The Mudcat Café TM
Thread #119581   Message #3215820
Posted By: GUEST,Guest
31-Aug-11 - 08:07 AM
Thread Name: Tune Req: Mo Nighean Dubh / My Dark-Haired Maiden
Subject: RE: Tune Req: Mo Nighean Dubh / My Dark-Haired Maiden
Here is the reference to Dr Park's Songs.

Songs, composed and in part written by the late Rev John Park DD St Andrews. With introductory notice by Principal Shairp LLD St Andrews.
London / Leeds: Archibald Ramsden; London: Arthur Allison, 1876. Reissued, London: Chappell & Co; Leeds, Archibald Ramsden, 1882.
A revision of some 20 songs by Sir Edward Elgar in 1920 excludes this particular song.

Music sized hardbak, 382 pages. Mi Nan Dhu begins on page 332.

John Park was composer, poet and musician, President of St Andrews Choral Society.

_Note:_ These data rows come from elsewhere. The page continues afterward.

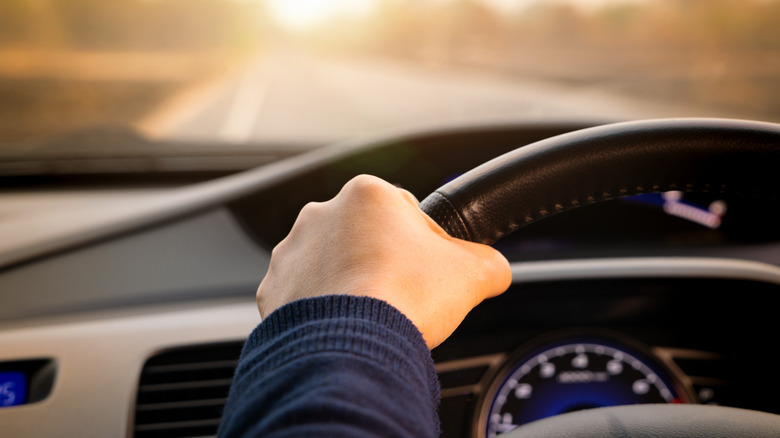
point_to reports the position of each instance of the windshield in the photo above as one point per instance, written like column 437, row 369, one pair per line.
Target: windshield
column 304, row 73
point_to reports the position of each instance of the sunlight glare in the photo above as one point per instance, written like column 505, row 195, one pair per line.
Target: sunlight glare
column 305, row 14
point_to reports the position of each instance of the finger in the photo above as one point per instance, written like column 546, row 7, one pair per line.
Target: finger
column 495, row 275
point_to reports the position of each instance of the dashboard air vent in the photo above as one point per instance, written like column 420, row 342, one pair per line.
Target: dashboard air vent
column 182, row 392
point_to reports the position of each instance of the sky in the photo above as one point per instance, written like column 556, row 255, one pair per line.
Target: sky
column 303, row 14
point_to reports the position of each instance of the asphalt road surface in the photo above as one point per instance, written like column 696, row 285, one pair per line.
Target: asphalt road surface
column 292, row 98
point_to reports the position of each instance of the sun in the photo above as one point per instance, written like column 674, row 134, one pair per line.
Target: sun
column 304, row 14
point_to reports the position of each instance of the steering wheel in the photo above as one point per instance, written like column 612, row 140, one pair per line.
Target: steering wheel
column 608, row 162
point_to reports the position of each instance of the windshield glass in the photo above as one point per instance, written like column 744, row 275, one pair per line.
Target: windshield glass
column 309, row 72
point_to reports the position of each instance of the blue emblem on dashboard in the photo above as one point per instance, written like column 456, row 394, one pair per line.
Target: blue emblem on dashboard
column 13, row 388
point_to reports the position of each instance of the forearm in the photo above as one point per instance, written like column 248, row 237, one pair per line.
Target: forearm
column 334, row 366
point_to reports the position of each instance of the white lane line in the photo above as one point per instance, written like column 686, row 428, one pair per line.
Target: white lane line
column 246, row 104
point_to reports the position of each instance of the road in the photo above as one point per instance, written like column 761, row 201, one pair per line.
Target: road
column 292, row 98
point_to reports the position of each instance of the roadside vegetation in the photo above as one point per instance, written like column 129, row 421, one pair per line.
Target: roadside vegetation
column 68, row 65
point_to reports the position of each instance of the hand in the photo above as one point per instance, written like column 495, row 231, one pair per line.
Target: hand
column 373, row 240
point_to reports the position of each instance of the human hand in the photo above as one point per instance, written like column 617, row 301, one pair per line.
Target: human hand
column 373, row 240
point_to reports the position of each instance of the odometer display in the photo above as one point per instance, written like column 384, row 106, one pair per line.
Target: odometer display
column 569, row 377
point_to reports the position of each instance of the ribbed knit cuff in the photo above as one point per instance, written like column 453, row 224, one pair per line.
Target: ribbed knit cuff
column 363, row 326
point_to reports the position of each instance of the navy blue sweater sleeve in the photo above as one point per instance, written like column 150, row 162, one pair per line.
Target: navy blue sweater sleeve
column 334, row 366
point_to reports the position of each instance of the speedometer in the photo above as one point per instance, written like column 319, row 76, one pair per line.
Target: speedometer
column 569, row 376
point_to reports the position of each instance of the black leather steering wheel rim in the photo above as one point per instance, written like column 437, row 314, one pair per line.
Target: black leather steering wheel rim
column 607, row 162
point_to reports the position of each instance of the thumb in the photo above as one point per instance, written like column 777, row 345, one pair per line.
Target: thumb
column 493, row 273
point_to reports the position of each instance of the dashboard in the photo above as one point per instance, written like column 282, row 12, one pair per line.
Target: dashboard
column 129, row 323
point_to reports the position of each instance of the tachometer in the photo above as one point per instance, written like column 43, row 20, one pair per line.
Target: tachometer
column 568, row 376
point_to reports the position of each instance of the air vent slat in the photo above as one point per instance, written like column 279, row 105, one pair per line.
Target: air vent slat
column 176, row 425
column 182, row 392
column 190, row 366
column 180, row 404
column 185, row 385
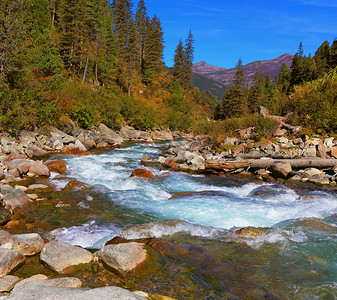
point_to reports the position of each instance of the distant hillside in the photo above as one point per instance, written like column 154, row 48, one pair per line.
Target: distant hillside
column 204, row 84
column 225, row 76
column 203, row 68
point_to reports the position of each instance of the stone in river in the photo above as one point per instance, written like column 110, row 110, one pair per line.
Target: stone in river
column 252, row 231
column 61, row 257
column 142, row 172
column 27, row 244
column 9, row 259
column 123, row 257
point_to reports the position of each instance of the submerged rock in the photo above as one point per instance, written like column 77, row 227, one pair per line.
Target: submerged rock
column 61, row 257
column 8, row 282
column 9, row 259
column 252, row 231
column 27, row 244
column 280, row 169
column 123, row 257
column 58, row 166
column 38, row 292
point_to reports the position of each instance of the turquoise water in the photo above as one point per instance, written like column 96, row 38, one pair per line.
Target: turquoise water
column 298, row 248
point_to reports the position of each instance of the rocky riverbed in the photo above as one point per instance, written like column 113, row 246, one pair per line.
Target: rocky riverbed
column 33, row 263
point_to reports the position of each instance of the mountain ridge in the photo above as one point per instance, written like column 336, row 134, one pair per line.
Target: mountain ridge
column 224, row 76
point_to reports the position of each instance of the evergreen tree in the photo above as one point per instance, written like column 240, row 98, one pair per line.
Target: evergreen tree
column 12, row 41
column 282, row 80
column 178, row 70
column 189, row 56
column 141, row 23
column 234, row 103
column 333, row 55
column 153, row 49
column 255, row 92
column 322, row 58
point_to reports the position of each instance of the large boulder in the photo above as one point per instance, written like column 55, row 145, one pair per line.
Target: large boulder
column 61, row 257
column 9, row 259
column 38, row 292
column 110, row 134
column 58, row 166
column 123, row 257
column 184, row 156
column 280, row 169
column 5, row 215
column 7, row 283
column 27, row 244
column 142, row 172
column 17, row 199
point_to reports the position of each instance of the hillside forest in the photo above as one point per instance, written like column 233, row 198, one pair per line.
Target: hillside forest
column 94, row 61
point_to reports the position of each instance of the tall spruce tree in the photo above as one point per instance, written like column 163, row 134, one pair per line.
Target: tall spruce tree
column 189, row 56
column 12, row 41
column 333, row 55
column 178, row 70
column 141, row 23
column 322, row 58
column 282, row 80
column 234, row 103
column 153, row 49
column 256, row 92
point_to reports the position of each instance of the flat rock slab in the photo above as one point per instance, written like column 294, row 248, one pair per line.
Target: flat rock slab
column 43, row 280
column 38, row 292
column 123, row 257
column 27, row 244
column 9, row 259
column 60, row 256
column 7, row 283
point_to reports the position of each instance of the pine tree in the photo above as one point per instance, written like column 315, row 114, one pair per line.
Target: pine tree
column 282, row 80
column 322, row 58
column 234, row 103
column 153, row 49
column 333, row 55
column 189, row 56
column 12, row 40
column 255, row 92
column 42, row 55
column 141, row 23
column 178, row 70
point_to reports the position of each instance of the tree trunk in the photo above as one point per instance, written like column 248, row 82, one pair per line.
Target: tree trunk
column 87, row 63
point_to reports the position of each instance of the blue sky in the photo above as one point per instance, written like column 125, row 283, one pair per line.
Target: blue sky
column 225, row 30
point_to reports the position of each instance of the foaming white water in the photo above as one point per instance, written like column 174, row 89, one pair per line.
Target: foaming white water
column 223, row 205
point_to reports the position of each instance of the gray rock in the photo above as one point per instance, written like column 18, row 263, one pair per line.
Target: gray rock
column 280, row 169
column 9, row 259
column 17, row 198
column 39, row 169
column 5, row 189
column 5, row 237
column 184, row 156
column 38, row 292
column 60, row 256
column 42, row 280
column 7, row 283
column 5, row 216
column 27, row 244
column 123, row 257
column 311, row 172
column 110, row 134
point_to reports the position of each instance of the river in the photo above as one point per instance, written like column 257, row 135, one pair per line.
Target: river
column 294, row 257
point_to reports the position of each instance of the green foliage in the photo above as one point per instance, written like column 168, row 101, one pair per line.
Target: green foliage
column 138, row 114
column 315, row 104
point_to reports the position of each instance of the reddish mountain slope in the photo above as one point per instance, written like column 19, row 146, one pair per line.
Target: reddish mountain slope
column 203, row 68
column 225, row 76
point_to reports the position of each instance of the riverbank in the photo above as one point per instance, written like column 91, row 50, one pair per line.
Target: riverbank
column 73, row 201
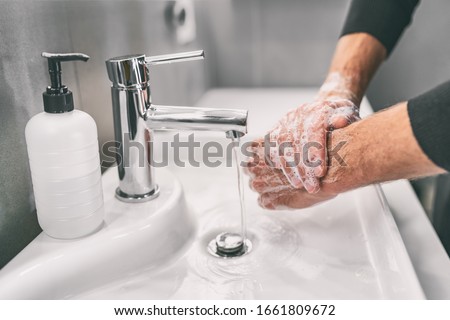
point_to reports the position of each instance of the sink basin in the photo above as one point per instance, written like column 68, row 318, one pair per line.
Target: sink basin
column 134, row 238
column 346, row 248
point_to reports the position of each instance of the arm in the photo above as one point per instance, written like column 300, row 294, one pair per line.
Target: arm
column 356, row 59
column 380, row 148
column 370, row 33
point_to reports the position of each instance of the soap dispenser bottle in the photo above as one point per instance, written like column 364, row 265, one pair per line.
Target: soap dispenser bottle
column 64, row 160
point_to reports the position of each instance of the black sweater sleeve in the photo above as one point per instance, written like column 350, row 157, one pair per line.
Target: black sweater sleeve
column 383, row 19
column 429, row 114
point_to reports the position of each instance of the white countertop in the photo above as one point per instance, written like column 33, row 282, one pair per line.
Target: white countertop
column 428, row 256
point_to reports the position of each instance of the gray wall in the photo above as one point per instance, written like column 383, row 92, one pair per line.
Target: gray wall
column 264, row 43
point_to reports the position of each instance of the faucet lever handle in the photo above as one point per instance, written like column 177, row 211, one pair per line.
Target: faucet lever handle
column 175, row 57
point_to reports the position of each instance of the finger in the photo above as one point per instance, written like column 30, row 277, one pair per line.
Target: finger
column 314, row 153
column 291, row 172
column 290, row 200
column 273, row 182
column 342, row 117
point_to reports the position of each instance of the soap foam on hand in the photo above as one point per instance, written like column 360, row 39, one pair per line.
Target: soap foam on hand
column 64, row 161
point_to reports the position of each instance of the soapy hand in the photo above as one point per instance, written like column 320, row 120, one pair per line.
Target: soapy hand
column 275, row 191
column 298, row 142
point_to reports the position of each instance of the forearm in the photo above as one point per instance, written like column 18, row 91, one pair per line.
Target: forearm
column 377, row 149
column 355, row 61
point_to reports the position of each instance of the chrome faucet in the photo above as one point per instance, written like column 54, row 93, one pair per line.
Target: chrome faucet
column 135, row 117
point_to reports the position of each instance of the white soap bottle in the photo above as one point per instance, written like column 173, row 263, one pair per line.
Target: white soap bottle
column 64, row 161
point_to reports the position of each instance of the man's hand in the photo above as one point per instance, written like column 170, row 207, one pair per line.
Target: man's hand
column 377, row 149
column 300, row 140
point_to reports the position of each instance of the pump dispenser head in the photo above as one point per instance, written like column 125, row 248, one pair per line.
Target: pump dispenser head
column 57, row 97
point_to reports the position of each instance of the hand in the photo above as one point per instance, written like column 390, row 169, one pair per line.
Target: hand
column 300, row 140
column 275, row 190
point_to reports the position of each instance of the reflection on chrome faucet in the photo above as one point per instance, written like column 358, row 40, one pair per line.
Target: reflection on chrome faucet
column 135, row 117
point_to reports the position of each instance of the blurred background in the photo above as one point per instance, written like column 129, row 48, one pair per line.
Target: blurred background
column 248, row 43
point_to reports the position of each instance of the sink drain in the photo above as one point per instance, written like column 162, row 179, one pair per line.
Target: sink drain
column 229, row 245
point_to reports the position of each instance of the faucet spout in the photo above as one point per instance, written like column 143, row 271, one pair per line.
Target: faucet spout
column 135, row 118
column 198, row 119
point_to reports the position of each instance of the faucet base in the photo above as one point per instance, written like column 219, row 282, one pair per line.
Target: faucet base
column 136, row 198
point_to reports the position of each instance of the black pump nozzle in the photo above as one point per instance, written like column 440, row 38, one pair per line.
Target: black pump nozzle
column 58, row 98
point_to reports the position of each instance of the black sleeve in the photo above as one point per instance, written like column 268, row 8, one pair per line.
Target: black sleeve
column 429, row 114
column 383, row 19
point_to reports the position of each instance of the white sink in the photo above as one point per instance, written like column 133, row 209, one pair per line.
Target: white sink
column 134, row 238
column 347, row 248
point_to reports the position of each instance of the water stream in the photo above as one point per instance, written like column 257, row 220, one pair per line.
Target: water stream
column 231, row 244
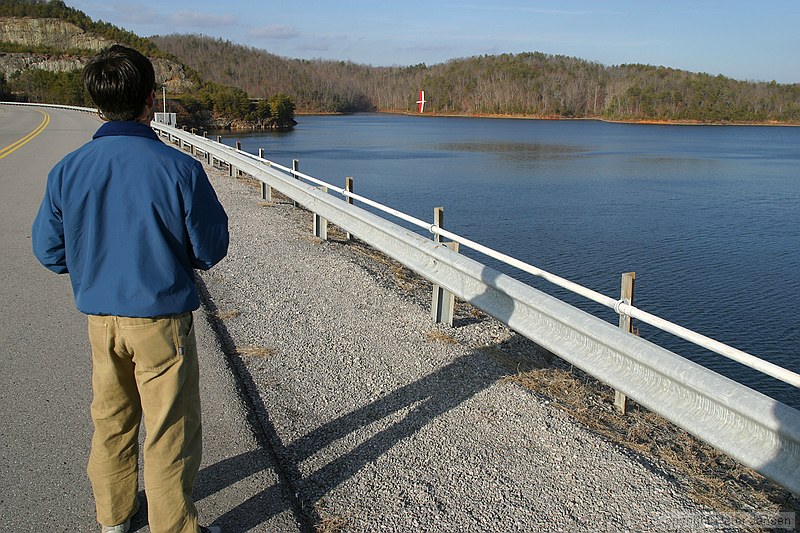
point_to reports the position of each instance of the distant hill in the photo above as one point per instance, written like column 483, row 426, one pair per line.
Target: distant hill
column 531, row 84
column 215, row 83
column 45, row 44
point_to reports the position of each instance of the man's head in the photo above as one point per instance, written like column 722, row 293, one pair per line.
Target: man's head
column 121, row 81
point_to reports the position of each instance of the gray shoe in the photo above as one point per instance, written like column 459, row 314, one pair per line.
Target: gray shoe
column 119, row 528
column 126, row 525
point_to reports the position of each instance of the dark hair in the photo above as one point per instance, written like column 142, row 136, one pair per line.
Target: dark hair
column 119, row 79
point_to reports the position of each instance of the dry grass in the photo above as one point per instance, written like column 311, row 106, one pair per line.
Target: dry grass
column 256, row 351
column 226, row 314
column 709, row 477
column 437, row 335
column 329, row 523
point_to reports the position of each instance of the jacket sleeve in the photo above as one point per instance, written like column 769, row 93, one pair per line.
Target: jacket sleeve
column 47, row 233
column 206, row 221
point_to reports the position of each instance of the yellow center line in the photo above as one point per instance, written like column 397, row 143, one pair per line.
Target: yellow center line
column 20, row 143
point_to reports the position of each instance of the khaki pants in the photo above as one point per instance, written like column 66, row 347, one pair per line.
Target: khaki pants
column 145, row 366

If you seek an earlier version, Ronald Stevenson's 1983 Edition Peters score introduction notes that the first published mention of the title is in Albyn's Anthology, by Archibald Campbell, published Edinburgh: Oliver & Boyd, 1816-1818, It is in volume II, 1818, pages 10-11, but with a different melody. The words are different too. The book refers to the Air as unlike another melody usually sung in the Highlands. But that's yet another version, not this one!

If you still seek the tune earlier elsewhere, but with a different title? - well, that needs searching for. A wee foray into the loch of early Scottish melodies for Nessie...
It is not in the Scots Musical Museum. Nor cited in Alan Gale's analysis 1900 with its useful long list of early Scottish songbooks and sources. The style is visible in Patrick McDonald's pioneering Highland Vocal Airs 1784, but not this melody nor the title. If one thinks of Lowlands - tune and Gaelic phrase or similar are not mentioned at all in Walter Scott's Minstrelsy of the Scottish Border 1802.

Dr Park's is a 19th century convolution, with poetry in the manner of Thomas Moore, transcribed for the Victorian drawing room at a time of general interest in Scotland, its scenery and traditional songs romanticised in the arts and in literature.